Geoff and I were heading home earlier this week from our lovely holiday in southern Brittany. We were feeling deeply imbued with Frenchness after being entrenched as natives for the duration of our stay.

We cranked up our language skills as the days went by so that we were able to have conversations with Monsieur, our landlord, and only lapse into Italian at every third word, as opposed to every second word, as it had been at the start.

The sound of our hands slapping our foreheads in frustration as the horrible realisation dawned of yet another faux pas became all-too familiar.

But we managed, and we made ourselves understood wherever we went – even to the French couple who stopped us on our first evening to ask where they could park their camper van. We gave them a Gallic shrug, a few variations on the useful word “Bouff”, and they soon got the message.

We also conducted exchanges with stall holders in the most fantastic food market, so big and so colourful that I’d like to have just stood and stared for hours. Instead, there were choices to be made and provisions to be bought before the best stalls sold out.

Later, I tortured the most heavenly ingredients into a meal in the one pan on the one hot plate in our kitchen. Haute cuisine it was not.

We felt, on the whole, that we had become as French as we could get without actually wearing a beret and a striped top. It was far too hot for dressing up.

Driving ferry-wards through northern France, we stopped for lunch in a small town we’d identified earlier on the map as being a must-see. Unfortunately, it turned out to be a mustn’t-eat, as one restaurant was full, another closed for the day and a third had gone out of business very recently.

We walked around and a local woman gave us a recommendation, naming a place up a hill in the next village. By the time we got back into the car we had, of course, forgotten her directions, so we just pootled along, not encountering a hill, until we came to a hamlet and saw a small hotel with people sitting outside under shade eating lunch.

This’ll do, we decided, even if it isn’t the one we were recommended. We enjoyed a tasty plât du jour, followed by coffee, at which point we fell into conversation with an English man at the next table. His inquiry if we were Brits did rather break our spell of being convincing natives, albeit natives with Italian accents.

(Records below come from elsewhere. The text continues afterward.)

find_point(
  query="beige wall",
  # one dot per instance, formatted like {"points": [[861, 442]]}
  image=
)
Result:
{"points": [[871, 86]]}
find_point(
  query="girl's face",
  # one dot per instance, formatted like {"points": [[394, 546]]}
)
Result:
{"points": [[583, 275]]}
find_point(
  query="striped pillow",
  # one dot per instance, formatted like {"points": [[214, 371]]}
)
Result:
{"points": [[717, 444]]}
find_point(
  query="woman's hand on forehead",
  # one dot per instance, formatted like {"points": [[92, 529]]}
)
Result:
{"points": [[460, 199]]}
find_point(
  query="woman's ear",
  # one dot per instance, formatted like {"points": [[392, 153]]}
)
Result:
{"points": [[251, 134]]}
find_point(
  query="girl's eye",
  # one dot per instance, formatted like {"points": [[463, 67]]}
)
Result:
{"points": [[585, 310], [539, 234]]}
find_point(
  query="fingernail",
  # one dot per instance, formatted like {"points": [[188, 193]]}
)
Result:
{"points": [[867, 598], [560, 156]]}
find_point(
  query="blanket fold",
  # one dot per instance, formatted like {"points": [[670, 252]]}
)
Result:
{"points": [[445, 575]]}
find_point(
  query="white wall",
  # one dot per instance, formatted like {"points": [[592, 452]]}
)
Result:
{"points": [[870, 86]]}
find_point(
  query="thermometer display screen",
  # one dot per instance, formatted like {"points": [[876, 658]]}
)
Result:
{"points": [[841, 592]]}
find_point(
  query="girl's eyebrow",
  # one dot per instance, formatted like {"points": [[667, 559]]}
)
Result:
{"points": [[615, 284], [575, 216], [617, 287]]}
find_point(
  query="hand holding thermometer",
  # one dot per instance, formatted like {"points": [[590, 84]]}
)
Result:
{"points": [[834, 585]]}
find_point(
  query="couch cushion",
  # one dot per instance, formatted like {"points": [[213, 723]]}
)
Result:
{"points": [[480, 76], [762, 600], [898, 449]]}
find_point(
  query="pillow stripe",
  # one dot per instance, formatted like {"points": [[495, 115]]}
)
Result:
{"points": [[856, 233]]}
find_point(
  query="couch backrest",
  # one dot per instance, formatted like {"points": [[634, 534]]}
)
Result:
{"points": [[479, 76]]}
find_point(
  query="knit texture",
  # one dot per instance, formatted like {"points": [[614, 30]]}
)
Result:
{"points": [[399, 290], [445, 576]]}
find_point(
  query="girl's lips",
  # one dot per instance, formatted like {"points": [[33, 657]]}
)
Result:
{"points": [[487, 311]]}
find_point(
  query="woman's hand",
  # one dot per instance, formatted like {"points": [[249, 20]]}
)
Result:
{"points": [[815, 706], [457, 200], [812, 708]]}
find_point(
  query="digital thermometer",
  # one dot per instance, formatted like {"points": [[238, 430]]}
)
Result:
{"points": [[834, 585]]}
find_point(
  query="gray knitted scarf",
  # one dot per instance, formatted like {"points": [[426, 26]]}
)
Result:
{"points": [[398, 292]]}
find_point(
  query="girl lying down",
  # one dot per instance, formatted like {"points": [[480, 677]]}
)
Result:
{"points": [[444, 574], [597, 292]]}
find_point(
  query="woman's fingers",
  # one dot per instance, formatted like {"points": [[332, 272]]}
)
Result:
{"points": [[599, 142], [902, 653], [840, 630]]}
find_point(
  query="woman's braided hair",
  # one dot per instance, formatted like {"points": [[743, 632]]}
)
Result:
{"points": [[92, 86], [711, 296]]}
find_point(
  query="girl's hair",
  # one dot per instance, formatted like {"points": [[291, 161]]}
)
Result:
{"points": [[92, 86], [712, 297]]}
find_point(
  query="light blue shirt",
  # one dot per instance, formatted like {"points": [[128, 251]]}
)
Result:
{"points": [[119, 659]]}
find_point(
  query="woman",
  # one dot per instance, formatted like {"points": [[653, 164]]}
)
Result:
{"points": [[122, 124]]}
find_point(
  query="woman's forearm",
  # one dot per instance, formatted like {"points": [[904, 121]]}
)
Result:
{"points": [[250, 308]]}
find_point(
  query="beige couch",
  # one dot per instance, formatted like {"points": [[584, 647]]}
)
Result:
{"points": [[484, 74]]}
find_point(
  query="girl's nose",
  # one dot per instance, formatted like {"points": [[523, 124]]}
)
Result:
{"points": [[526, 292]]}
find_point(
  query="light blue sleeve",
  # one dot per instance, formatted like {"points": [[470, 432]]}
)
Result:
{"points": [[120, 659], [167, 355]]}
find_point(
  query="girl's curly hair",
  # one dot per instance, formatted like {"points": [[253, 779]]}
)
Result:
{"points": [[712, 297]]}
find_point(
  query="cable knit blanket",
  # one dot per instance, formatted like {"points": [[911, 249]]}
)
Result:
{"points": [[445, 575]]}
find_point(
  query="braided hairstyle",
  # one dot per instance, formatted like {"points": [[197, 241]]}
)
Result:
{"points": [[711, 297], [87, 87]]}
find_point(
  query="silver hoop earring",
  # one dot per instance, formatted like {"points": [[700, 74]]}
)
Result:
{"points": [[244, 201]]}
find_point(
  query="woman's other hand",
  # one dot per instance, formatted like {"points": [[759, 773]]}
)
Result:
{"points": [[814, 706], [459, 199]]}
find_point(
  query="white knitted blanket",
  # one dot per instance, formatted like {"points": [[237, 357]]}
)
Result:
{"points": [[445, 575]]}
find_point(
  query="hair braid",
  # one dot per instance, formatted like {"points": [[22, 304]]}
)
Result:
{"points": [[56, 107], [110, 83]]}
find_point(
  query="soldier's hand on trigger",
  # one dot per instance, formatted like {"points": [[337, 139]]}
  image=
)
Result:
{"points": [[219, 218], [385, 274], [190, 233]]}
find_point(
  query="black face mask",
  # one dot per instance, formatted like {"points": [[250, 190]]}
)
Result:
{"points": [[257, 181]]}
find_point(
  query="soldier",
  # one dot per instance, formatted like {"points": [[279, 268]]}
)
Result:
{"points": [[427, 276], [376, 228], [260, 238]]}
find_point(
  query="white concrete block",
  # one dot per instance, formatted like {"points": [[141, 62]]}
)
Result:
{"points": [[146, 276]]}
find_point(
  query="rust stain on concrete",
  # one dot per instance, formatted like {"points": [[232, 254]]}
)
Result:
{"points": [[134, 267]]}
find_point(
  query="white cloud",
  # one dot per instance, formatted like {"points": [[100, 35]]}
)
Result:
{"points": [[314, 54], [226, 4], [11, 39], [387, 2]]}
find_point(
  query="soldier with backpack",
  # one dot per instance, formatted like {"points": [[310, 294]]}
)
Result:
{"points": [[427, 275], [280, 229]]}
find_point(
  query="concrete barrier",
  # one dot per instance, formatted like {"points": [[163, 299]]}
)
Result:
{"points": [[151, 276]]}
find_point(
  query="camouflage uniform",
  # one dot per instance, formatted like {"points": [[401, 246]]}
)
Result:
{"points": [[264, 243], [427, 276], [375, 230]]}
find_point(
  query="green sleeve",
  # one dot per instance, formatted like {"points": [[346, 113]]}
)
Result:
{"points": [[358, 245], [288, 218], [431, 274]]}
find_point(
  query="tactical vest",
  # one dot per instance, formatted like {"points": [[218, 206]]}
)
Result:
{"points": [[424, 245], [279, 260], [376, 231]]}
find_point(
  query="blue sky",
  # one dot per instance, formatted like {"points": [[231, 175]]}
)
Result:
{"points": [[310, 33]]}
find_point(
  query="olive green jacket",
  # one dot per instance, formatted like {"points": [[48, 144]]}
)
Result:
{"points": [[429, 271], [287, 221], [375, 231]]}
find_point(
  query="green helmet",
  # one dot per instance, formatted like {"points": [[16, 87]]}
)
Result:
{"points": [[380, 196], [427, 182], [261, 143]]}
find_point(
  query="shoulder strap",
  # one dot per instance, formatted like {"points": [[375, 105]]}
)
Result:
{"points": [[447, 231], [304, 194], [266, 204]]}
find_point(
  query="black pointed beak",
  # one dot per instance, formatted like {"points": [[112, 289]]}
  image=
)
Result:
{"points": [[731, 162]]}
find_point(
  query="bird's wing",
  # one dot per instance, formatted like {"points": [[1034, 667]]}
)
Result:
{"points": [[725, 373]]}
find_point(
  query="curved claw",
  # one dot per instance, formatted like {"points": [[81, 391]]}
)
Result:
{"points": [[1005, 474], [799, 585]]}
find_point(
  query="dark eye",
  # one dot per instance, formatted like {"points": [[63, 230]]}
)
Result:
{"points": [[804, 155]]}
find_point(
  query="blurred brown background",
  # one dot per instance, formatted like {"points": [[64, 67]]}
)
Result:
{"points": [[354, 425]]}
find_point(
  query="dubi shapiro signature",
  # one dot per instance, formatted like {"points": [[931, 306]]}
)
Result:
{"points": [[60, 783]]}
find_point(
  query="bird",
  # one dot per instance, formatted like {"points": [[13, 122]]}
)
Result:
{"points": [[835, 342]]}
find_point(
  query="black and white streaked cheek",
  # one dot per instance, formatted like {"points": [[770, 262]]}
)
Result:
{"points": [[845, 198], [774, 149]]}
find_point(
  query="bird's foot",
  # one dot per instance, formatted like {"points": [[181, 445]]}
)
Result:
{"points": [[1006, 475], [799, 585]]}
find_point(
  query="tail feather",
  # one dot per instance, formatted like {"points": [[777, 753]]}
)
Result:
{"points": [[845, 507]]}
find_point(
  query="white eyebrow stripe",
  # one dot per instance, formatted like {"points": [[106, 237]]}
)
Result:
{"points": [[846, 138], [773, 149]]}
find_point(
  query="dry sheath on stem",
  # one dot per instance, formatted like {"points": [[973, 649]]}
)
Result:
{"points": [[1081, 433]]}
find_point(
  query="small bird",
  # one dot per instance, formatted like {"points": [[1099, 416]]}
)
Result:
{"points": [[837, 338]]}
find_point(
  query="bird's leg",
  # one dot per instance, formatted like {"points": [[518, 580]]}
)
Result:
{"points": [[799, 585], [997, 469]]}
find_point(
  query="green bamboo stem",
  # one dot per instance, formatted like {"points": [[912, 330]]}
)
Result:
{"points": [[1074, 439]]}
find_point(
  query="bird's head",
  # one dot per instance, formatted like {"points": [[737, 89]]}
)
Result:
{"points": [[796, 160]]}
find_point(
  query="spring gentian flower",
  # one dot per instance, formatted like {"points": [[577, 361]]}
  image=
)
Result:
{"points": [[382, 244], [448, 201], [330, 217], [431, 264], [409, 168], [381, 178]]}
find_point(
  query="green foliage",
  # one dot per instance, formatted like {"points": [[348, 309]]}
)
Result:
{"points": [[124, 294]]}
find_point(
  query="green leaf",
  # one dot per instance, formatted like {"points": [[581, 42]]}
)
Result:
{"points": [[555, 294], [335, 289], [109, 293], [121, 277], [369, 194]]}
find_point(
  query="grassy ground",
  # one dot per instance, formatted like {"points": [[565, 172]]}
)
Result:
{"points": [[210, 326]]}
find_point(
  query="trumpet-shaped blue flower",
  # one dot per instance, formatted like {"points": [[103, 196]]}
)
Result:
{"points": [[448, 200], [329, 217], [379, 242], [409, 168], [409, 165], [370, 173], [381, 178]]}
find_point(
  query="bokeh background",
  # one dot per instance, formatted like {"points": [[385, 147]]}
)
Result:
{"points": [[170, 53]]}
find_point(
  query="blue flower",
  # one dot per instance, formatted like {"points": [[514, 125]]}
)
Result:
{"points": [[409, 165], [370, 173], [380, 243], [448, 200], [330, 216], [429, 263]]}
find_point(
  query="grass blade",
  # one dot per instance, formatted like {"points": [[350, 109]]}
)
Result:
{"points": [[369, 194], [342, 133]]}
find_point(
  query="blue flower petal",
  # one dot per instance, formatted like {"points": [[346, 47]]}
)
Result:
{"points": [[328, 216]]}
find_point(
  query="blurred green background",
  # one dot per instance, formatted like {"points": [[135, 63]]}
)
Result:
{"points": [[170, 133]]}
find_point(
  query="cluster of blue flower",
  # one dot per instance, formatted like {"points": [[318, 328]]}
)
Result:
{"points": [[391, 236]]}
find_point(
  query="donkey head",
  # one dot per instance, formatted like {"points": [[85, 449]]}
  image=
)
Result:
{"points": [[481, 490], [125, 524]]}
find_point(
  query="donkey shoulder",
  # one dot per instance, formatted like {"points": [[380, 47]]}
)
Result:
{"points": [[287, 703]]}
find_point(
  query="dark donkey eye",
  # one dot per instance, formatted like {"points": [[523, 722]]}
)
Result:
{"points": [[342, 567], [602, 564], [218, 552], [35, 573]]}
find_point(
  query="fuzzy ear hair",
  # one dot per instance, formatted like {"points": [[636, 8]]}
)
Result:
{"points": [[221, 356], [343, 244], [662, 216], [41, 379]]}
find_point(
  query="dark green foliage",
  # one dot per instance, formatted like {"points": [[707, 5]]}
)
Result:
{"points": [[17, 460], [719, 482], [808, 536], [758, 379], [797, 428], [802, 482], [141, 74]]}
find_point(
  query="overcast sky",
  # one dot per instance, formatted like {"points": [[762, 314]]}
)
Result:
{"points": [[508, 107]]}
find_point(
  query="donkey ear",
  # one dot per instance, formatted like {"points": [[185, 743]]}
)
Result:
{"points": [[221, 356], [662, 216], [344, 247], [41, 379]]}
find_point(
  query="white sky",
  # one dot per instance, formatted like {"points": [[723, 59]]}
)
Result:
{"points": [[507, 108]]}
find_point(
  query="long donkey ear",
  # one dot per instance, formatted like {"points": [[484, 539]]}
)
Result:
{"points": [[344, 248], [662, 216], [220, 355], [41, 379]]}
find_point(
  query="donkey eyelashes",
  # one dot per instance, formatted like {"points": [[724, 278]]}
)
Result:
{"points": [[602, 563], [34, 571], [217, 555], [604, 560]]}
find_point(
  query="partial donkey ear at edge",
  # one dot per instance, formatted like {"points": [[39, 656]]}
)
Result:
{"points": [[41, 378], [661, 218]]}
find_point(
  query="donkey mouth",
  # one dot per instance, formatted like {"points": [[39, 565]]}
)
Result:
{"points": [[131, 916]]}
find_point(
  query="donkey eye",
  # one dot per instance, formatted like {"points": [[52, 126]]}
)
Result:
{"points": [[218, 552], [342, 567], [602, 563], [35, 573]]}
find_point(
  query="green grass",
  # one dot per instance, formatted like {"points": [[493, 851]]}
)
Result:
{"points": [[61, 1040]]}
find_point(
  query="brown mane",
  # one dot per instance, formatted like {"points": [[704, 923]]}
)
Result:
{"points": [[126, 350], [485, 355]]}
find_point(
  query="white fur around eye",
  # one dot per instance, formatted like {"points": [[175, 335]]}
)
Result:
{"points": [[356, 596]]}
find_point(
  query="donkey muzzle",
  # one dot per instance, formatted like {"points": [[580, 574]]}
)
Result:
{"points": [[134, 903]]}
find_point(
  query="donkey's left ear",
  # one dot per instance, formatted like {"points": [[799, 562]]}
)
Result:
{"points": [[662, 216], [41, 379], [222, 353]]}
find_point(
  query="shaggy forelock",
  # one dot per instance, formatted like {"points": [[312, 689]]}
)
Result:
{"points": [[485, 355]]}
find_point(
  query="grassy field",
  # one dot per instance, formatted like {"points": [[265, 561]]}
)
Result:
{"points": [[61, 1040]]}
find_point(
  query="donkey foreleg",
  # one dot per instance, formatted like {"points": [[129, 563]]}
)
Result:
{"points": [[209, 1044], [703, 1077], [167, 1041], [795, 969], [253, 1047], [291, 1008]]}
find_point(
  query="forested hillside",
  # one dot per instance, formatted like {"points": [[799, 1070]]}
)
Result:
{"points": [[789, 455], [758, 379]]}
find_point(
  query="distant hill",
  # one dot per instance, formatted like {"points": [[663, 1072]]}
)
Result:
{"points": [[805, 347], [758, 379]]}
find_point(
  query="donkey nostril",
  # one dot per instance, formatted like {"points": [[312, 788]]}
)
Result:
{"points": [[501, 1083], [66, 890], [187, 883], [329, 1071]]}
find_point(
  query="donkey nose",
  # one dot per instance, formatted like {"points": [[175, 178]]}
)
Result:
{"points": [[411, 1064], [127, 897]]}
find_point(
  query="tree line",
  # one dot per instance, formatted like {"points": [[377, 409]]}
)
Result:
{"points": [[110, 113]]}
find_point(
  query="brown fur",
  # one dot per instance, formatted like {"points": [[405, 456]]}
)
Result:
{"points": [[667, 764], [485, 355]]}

Geoff and I were amazed to discover that this chap, resident in Normandy for the past 16 years (”and I still don’t speak a word of French” – shame on him) was the retired licensee of a pub that we knew well.

We knew many people in common, among them his former partner, and we learnt that he dreams of returning to live on the Jurassic coast.

Financial constraints are unlikely to allow this to happen, meaning he will probably see out his days in Normandy.

He didn’t seem too upset by this prospect, even if, by his own admission, he rarely has a clue of anything going on around him.

Whether or not that’s a good thing, I don’t know, but now I’m back home and the usual depressing news is coming from all angles, I can see it has its attractions.